Infine, desidero chiudere sui Consigli a un giovane scrittore. La materia che insegnavo fino a pochi mesi fa, all’Università di Pisa, si chiama Teoria della Letteratura: esiste da un ventennio e non va confusa con la tradizionale Estetica. Questo libro di Cerami rientra a buon diritto, e degnissimamente, nell’ambito della bibliografia relativa. Potrebbe far parte delle letture consigliate per un esame, e ciò anche come modello di chiarezza razionale nella scrittura; per me è stato un vero paradiso di confronti, convergenze, scoperte, sui quali non la finirei presto. Cerami narratologo è affidabile nel tentativo di accostare in una serie omogenea concetti nati, rispettivamente, per l’analisi del racconto letterario fatto con sole parole, e di quello cinematografico fatto con immagini più colonna sonora. È affidabile perfino nel tentativo, ancora più ardito, di fondere qua e là concetti nati per l’analisi dell’uno e dell’altro. E c’è nel libro un senso costante di quella dialettica fuori dalla quale per me non si ha comprensione dei fenomeni artistici, la dialettica, come amo dire, fra mimesi e convenzione: fra l’istanza immancabile di una qualche realtà rappresentata, e l’istanza non meno immancabile di un qualche patto fra l’artista e il pubblico, che deve accettarlo per capire. Trovo [a pagina 159 dell’ultima edizione ampliata, Mondadori 2010] una perfetta spiegazione del perché la semplice registrazione di una conversazione fra amici non sarebbe mai teatro o arte; e poi: “Se invece vogliamo restituire quella conversazione come si è svolta, bisogna riscriverla tutta secondo le convenzioni del palcoscenico. Il vero si può riprodurre solo con il falso”.
Anche nella raccolta di brevissimi racconti La gente c’è un pezzo di grande interesse teorico, che ha per titolo la famosa scritta di Magritte sotto una pipa perfettamente disegnata, Questa non è una pipa: ma certo! dice Cerami trasformando in ovvietà rigorosa il paradosso, ma certo che il disegno d’una pipa non è la pipa stessa!

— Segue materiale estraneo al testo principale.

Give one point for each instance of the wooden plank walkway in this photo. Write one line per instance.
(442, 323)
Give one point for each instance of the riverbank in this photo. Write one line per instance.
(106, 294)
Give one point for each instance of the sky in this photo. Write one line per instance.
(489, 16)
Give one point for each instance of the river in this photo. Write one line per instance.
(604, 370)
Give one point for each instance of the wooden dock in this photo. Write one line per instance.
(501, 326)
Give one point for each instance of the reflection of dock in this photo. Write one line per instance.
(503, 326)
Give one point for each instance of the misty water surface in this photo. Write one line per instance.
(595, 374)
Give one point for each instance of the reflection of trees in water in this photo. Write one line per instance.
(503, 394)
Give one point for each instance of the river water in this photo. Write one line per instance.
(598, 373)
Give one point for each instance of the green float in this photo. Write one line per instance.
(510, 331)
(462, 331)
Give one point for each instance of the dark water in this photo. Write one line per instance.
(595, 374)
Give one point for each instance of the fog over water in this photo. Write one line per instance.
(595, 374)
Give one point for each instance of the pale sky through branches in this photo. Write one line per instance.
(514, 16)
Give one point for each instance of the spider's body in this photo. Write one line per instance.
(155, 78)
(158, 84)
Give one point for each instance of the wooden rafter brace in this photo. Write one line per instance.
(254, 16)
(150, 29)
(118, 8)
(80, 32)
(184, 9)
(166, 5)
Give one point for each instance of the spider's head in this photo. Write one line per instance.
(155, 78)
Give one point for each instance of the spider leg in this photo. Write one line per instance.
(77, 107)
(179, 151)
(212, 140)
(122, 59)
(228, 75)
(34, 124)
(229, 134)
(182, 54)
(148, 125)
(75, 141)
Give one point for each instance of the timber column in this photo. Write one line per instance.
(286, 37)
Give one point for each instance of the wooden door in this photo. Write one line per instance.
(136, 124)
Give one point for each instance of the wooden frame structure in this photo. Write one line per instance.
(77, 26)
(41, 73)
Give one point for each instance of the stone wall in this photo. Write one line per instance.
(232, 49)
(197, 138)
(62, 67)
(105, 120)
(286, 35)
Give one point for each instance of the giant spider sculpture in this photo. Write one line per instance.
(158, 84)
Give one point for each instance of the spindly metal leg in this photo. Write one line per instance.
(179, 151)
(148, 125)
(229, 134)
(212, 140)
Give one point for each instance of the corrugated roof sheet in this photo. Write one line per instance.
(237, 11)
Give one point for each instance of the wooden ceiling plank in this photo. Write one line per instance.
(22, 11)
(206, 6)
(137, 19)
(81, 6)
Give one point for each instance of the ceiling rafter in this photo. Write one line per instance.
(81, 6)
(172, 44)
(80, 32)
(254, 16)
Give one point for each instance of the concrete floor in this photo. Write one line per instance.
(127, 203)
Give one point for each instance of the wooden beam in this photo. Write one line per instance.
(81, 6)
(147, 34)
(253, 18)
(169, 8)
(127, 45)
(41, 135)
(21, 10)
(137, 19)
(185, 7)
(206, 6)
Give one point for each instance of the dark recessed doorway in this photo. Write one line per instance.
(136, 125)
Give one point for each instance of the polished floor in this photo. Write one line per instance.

Tornando ai Consigli (122-123), cito il più lungamente che posso (non potendo citarla per intero) una pagina splendida: sul monologo teatrale come ritorno del represso per eccellenza, rispetto ai rapporti fra parola e silenzio nella vita di noi tutti. Mi pare giusto che, così, resti affidata a Cerami stesso la più degna chiusa:
Se ognuno di noi contasse il tempo in cui parla con gli altri nel corso di una giornata, si accorgerebbe che si tratta di minuti e non di ore. Supponiamo, con molta generosità, di concentrare il nostro ‘parlato’ di un intero giorno in un’ora, a disposizione del silenzio ce ne restano ventitré. Se otto le passiamo dormendo, per ben quindici ore non usiamo la parola. Passiamo insomma il novanta per cento della nostra vita senza dire niente, chiusi in noi stessi. Ma quante cose succedono in quel silenzio. Quasi tutto. Prendiamo decisioni, pensiamo, progettiamo il futuro, però facciamo anche cose di cui neppure ci accorgiamo. […]. Dentro il silenzio torniamo più bambini oppure ci confessiamo l’inconfessabile, ci rivolgiamo a Dio, non ci vergogniamo dei nostri impulsi, non siamo terrorizzati dai tabù, desideriamo ciò che gli altri ci vietano, ci viene voglia di uccidere, di fare l’amore, di scappare. E tutto questo avviene quando siamo seduti nel vagone della metropolitana, mentre attraversiamo una strada, prendendo un caffè al bar, nelle sale d’aspetto, davanti allo specchio con il pettine in mano, accendendoci una sigaretta. […]. Uno scrittore non può fare a meno di attingere a questa zona muta dei suoi personaggi. In fondo il suo mestiere è proprio questo: far emergere in superficie ciò che gli uomini rimuovono. Il suo sembrerebbe quasi un ruolo terapeutico. L’umanità racconta i suoi segreti solo attraverso l’arte.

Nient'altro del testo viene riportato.